General Discussion
In reply to the discussion: How can we have democracy when half the population holds 20% of the Senate? [View all]DanTex
(20,709 posts)We can have two legislatures which are both based on the principle of equal representation. You know, one citizen, one vote.
People from Wyoming absolutely have more of a voice than people in any other state. It's great that the senate balances out the house, but you still haven't explained why Wyoming gets the lucky lottery ticket that gives it's citizens 20 times more influence per capita in the senate than people in Fresno or Staten Island.
What do you have against Staten Island? There are the same number of people there as in Wyoming. Have you ever been there or talked to anyone from there? Why makes you so convinced that they don't deserve the same number of senators of their own as Wyoming? Just because of their physical location near the Atlantic Ocean, they should be denied equal representation? Really? Well how about people in El Paso, Texas? Or Peoria, Illinois?

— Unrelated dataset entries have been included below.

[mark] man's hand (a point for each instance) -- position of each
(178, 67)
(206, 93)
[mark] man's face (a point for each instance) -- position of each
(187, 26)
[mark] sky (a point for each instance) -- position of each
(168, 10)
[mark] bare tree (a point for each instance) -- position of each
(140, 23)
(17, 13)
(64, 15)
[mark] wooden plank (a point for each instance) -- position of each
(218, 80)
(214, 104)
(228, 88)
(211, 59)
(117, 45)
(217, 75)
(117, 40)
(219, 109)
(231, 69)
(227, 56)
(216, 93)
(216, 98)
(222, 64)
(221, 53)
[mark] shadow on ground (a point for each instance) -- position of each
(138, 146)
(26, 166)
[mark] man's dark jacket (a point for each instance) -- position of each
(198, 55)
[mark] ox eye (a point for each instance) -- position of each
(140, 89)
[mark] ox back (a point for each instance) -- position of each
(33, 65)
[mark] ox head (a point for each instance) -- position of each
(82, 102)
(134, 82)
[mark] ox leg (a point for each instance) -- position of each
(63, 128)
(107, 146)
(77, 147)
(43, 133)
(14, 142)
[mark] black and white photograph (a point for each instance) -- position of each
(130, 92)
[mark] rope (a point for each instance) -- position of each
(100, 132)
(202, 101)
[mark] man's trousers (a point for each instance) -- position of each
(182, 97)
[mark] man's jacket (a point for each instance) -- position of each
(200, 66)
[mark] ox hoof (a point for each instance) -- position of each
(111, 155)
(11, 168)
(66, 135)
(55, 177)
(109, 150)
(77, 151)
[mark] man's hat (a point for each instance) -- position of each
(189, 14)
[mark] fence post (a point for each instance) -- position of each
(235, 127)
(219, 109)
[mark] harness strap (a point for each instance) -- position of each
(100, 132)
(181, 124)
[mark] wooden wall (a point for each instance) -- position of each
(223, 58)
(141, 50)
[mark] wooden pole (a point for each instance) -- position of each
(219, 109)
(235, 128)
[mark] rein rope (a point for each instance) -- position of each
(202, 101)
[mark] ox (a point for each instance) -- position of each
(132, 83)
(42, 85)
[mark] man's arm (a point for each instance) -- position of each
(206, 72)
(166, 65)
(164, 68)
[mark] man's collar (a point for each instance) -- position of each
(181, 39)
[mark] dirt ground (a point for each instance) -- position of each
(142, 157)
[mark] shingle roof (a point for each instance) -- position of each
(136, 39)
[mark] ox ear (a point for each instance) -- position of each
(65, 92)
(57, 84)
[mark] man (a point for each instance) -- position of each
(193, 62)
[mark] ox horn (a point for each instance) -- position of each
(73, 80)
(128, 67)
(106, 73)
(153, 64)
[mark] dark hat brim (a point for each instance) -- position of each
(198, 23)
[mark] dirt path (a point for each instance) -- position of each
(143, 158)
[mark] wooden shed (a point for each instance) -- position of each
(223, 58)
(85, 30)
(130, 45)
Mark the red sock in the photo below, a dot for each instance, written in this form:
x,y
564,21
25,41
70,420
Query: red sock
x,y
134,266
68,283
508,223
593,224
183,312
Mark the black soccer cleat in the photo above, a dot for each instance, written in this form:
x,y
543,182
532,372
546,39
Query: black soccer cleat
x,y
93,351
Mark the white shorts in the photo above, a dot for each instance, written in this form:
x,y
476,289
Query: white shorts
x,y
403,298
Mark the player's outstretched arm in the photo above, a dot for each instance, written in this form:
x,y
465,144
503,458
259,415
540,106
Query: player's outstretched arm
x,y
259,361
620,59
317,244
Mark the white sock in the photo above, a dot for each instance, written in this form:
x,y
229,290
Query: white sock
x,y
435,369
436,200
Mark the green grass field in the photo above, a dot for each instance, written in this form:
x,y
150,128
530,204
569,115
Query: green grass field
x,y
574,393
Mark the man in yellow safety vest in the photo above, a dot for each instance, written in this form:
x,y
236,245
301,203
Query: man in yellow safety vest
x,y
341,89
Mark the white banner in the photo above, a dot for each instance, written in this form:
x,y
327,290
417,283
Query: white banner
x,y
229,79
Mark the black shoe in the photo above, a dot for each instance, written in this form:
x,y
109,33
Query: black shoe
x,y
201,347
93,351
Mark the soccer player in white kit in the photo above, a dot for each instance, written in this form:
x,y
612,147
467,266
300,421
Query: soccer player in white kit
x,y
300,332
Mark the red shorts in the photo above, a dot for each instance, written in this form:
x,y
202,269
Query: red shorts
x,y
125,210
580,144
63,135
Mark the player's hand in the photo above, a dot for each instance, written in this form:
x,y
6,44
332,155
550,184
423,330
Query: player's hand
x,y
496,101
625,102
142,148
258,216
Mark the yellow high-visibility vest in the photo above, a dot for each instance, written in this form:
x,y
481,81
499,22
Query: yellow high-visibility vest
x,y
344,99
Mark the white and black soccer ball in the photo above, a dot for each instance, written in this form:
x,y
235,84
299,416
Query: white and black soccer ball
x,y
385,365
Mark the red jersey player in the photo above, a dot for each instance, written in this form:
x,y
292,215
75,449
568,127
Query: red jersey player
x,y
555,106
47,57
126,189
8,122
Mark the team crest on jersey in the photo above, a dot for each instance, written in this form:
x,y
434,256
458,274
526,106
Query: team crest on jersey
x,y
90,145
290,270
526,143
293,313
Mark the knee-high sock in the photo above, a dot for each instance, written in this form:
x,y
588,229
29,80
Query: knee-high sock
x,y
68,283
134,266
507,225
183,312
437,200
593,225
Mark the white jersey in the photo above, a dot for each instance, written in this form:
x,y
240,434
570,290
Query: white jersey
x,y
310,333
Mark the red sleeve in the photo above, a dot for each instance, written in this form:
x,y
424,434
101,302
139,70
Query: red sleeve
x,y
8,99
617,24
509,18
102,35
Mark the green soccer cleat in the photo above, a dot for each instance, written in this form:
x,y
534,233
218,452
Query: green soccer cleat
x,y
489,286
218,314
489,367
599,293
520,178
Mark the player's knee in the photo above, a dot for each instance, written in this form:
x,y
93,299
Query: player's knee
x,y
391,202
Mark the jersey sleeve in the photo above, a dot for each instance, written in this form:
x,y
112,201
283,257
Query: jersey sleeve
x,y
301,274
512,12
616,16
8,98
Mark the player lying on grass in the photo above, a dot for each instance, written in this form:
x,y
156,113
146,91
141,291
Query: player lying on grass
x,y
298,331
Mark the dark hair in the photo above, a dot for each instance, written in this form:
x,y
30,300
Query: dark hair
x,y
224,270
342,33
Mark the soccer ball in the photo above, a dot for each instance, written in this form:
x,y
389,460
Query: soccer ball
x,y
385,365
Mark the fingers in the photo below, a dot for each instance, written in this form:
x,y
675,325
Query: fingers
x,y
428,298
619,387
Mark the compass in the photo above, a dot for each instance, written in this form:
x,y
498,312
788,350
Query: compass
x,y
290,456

Tell you what, here's a compromise. Wyoming gets to keep it's enormously oversized influence in government, but at the very least, they should have to pay the same amount in taxes, total as a state, as anyone else. If people in Wyoming want to continue to have 20X as much influence as people in Staten Island, they should also have to pay 20X as much in taxes per capita. Otherwise, what we have is taxation without representation -- people in Staten Island are paying the Federal Government to do what people in Wyoming want.